On December 20, McPherson’s office said that security concerns would keep California from certifying these systems until the source code was federally evaluated.

In a press release, McPherson said he “will continue to work closely with counties to develop a plan for compliance with both state and federal requirements.”

In October, McPherson released a 10-point list of requirements for new voting systems in California. No. 10 says that all new systems will be subject to volume testing.

Along with the threat of technical failure, software experts are sensitive to the threat of sabotage.

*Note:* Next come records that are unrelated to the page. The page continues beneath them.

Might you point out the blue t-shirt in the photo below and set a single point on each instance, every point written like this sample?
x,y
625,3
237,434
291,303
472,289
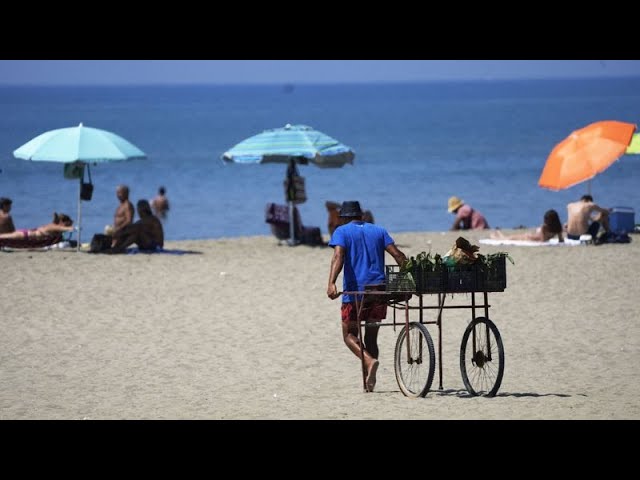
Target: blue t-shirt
x,y
364,245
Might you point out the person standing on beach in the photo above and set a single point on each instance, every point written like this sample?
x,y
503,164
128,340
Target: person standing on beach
x,y
6,222
160,204
467,218
124,212
359,248
580,220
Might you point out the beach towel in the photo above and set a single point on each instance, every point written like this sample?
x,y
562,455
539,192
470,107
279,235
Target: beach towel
x,y
530,243
30,243
172,251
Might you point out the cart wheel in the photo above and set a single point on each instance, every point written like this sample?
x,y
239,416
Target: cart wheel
x,y
482,357
415,363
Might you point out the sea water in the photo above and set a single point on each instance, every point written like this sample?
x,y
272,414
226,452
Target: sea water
x,y
416,145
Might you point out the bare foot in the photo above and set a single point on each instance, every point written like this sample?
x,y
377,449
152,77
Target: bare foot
x,y
371,376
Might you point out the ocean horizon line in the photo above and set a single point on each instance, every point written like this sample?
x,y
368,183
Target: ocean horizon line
x,y
297,83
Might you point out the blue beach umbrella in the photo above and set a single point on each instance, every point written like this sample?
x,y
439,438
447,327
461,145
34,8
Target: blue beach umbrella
x,y
292,144
78,145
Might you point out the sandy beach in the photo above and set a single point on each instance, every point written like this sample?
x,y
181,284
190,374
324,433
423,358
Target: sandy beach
x,y
241,328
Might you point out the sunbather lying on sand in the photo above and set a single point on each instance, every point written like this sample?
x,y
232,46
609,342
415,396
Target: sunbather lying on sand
x,y
61,223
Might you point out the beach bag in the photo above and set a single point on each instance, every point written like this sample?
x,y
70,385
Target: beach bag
x,y
294,190
100,243
86,189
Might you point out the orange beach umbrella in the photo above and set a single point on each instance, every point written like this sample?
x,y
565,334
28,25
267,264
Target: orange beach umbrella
x,y
585,153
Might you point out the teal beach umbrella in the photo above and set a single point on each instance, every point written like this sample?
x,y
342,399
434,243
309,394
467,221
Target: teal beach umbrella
x,y
293,145
292,142
78,145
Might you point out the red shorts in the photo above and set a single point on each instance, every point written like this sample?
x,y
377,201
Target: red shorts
x,y
377,311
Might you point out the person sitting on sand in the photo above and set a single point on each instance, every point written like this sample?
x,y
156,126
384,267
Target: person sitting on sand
x,y
124,212
6,222
467,218
147,232
550,227
580,220
61,223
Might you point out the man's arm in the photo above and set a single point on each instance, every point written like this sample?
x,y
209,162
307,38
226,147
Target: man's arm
x,y
337,262
396,253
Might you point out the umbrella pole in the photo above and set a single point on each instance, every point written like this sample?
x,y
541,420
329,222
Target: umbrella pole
x,y
292,238
79,214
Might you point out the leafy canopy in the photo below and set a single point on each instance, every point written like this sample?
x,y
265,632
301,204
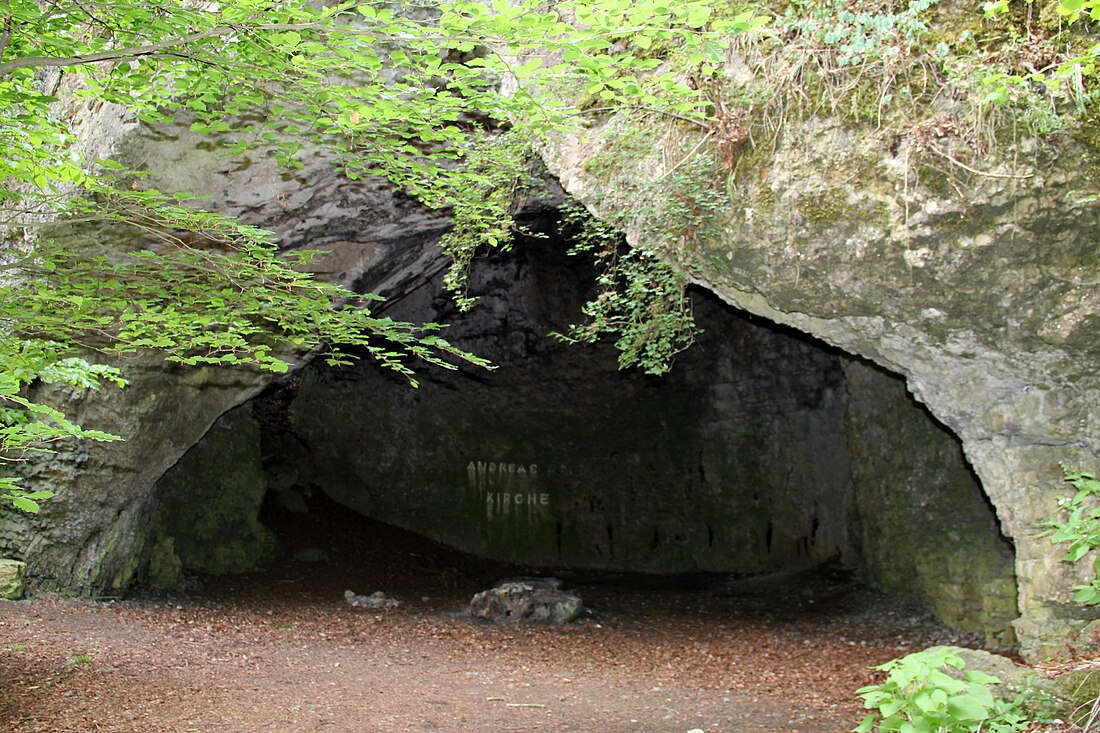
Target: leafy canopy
x,y
408,91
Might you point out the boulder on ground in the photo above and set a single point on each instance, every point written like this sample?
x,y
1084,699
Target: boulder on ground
x,y
527,600
375,600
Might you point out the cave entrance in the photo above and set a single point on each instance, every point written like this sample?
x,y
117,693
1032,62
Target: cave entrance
x,y
763,452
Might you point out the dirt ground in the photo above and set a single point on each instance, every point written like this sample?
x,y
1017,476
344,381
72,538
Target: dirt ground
x,y
281,651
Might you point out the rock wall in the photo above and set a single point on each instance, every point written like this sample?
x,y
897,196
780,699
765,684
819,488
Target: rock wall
x,y
987,304
922,524
762,451
737,461
978,286
97,533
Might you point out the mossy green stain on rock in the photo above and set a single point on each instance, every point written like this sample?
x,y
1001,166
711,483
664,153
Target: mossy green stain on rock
x,y
12,581
211,501
165,570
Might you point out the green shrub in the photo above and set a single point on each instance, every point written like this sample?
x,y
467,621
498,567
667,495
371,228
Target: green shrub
x,y
922,696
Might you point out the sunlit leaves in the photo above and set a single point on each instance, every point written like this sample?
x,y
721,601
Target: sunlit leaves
x,y
408,93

At the symposium, Stanford professor David Dill suggested that hackers might avoid detection even in a manual recount by hacking into electronic equipment and flipping only 1 percent of the votes for a specific race. Such “malicious code” might never be discovered since the code is considered proprietary and not available for public scrutiny.

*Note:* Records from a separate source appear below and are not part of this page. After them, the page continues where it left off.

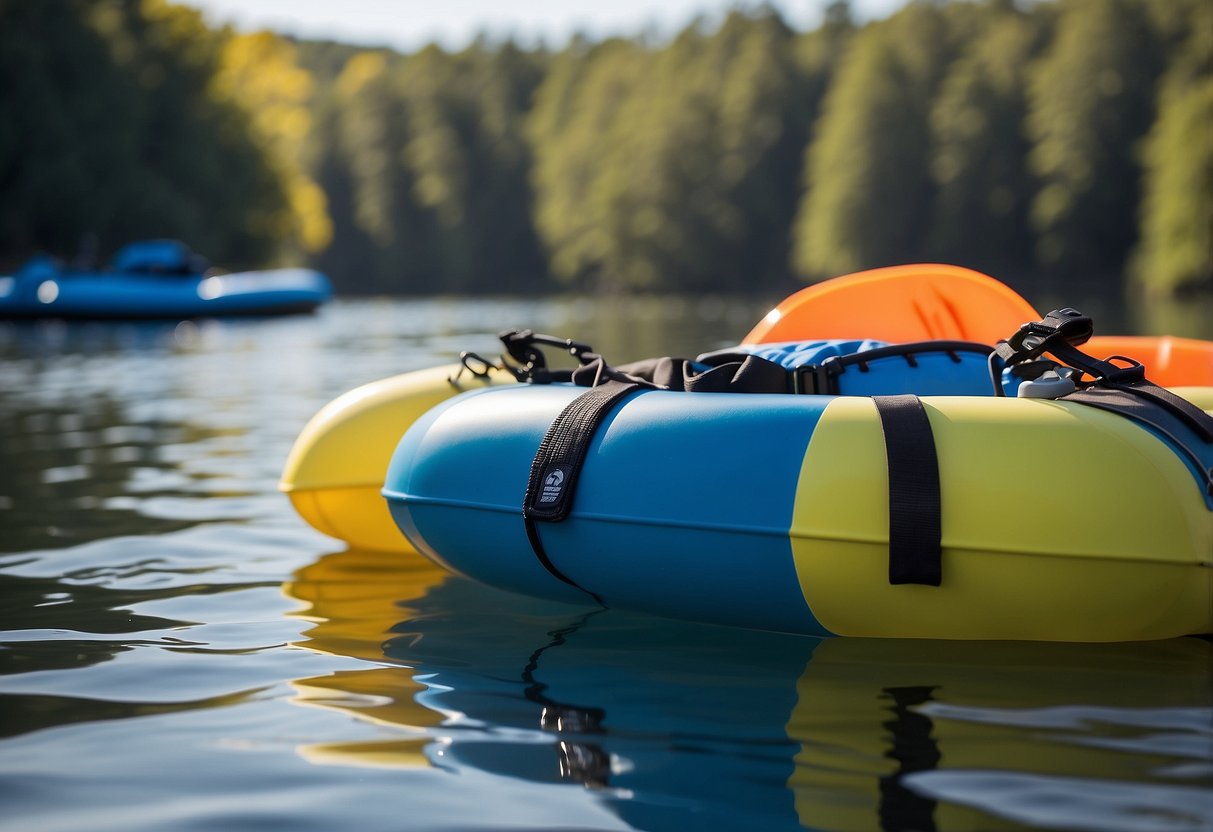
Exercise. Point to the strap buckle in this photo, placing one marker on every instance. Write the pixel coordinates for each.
(530, 364)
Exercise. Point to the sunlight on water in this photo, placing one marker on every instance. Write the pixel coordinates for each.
(181, 651)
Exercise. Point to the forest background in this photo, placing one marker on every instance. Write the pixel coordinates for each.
(1054, 144)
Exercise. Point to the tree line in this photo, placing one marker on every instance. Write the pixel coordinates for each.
(1046, 143)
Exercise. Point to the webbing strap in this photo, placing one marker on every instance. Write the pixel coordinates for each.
(558, 462)
(915, 505)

This brought up a major question: Is anyone out there trying to hack into voting machines? Citizen groups like Black Box Voting (BBV) have created nationwide lists of suspicious results, but Barbara Guttman, a group manager with the National Institute of Standards and Technology, claimed that in the United States, most inaccuracies are due to human error and systems glitches, or people intentionally voting more than once. She does not know of any group trying to secretly hack into voting systems and change election results.

However, hackers have worked with officials to show them how accessible some systems are. It’s been reported that McPherson’s office had invited hacker Harri Hursti, who’s associated with Black Box Voting, to intentionally try to hack into Diebold TSx machines, but those tests never occurred. Kerns wasn’t sure whether such tests would occur in the future.

Though security will continue to be an issue, academics stressed that current error rates, even without sabotage, are unacceptable. One panelist wondered why we tolerate any error at all in the nation’s most important democratic activity. Michael Shamos of the Institute for eCommerce at Carnegie Mellon University reminded participants that these machines only have to work a few hours a year. “If new laptops failed after 12 hours,” he said, “we’d be in an uproar.”

Though three test labs were asked to send representatives to the symposium, only one, Brian Phillips from SysTest Labs of Denver, actually appeared.

Shamos told Phillips that he sees the machines right after the federal testers. “Occasionally, we find serious flaws,” he said.

“We report every flaw,” Phillips replied, but, he added, the vendor doesn’t necessarily need to correct every flaw in order to have a system certified. He also explained that each state has a slightly different balloting process, and only states can test a system for its own unique permutations.

“I think the standards don’t deal with all the bad things voting systems can do,” he said.

Freddie Oakley, registrar for Yolo County, chose a paper ballot system because, she said, “I want my voters to know that what I’m counting is the vote they actually cast.”

But Oakley also said that relying on any technology was risky because registrars don’t personally have the technical programming skills or the access to the code to ensure machines are functioning properly—though California’s new requirements mention that the state “reserves the right to perform a full independent review of the source code.”

To protect security, Oakley makes sure that no one person is ever alone with the equipment. Voting machines are not connected to the Internet or any other computer network.

Was there any fraud detected during the canvass of the November election?

“In every election, people vote twice,” Jarboe said. The county sends letters to the fraud division in each case.

She estimated that maybe 15 to 20 people voted more than once in Sacramento in November. “It’s not going to change the vote,” she said.